Suitable disintegrants (as defined, for example, in Rowe et al., Handbook of Pharmaceutical Excipients , 6th Edition (2009)) that can be used in lozenges include cellulose derivatives such as hydroxypropylcellulose (HPC), low-substituted HPC, methyl cellulose, ethyl hydroxyethyl cellulose, carboxymethyl cellulose calcium, carboxymethyl cellulose sodium, microcrystalline cellulose, modified cellulose gum; starch derivatives such as suitably cross-linked starch , modified starch, hydroxypropyl starch and pregelatinized starch; and other disintegrants such as calcium alginate, sodium alginate, alginic acid, polyglucosamine, colloidal silicon dioxide, docusate sodium , guar gum, magnesium aluminum silicate, polacrilin potassium (polacrilin potassium) and polyvinylpyrrolidone. Combinations of two or more disintegrants may be used.

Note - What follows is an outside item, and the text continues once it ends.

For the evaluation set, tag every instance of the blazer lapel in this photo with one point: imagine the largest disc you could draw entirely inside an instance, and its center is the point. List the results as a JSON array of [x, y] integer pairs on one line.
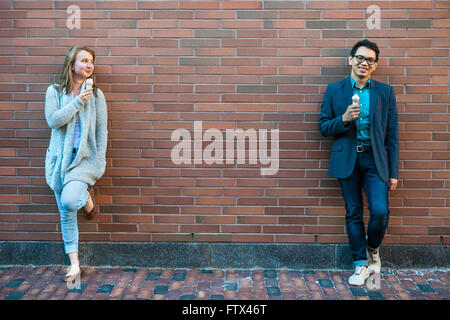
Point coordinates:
[[373, 102], [347, 95]]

Preferred disintegrants include so-called "superdisintegrants" (as defined for example in International Journal of Pharmaceutical Sciences Review and Research , 6 , 105 (2011)), such as cross-linked polyvinylpyrrolidone, sodium starch glycolate and croscarmellose sodium. Combinations of two or more superdisintegrants can be used.

When disintegrants and/or superdisintegrants are used in lozenges, they may be used in an amount (eg, total amount) between 0.5 and 15% by weight based on the total weight of the composition. A preferred range is 1 to 8% by weight, such as about 2% to about 7% by weight (eg about 5% by weight, such as about 4% by weight).

If present, the binder is preferably used in an amount between 0.5% and 20% by weight, based on the total weight of the tablet formulation. A preferred range is 1.0 to 15% by weight, such as about 2.0 to about 12% by weight (eg about 10% by weight). Suitable binders include cellulose gum and microcrystalline cellulose.

As described herein, the compositions of the present invention are preferably prepared by spray-drying methods.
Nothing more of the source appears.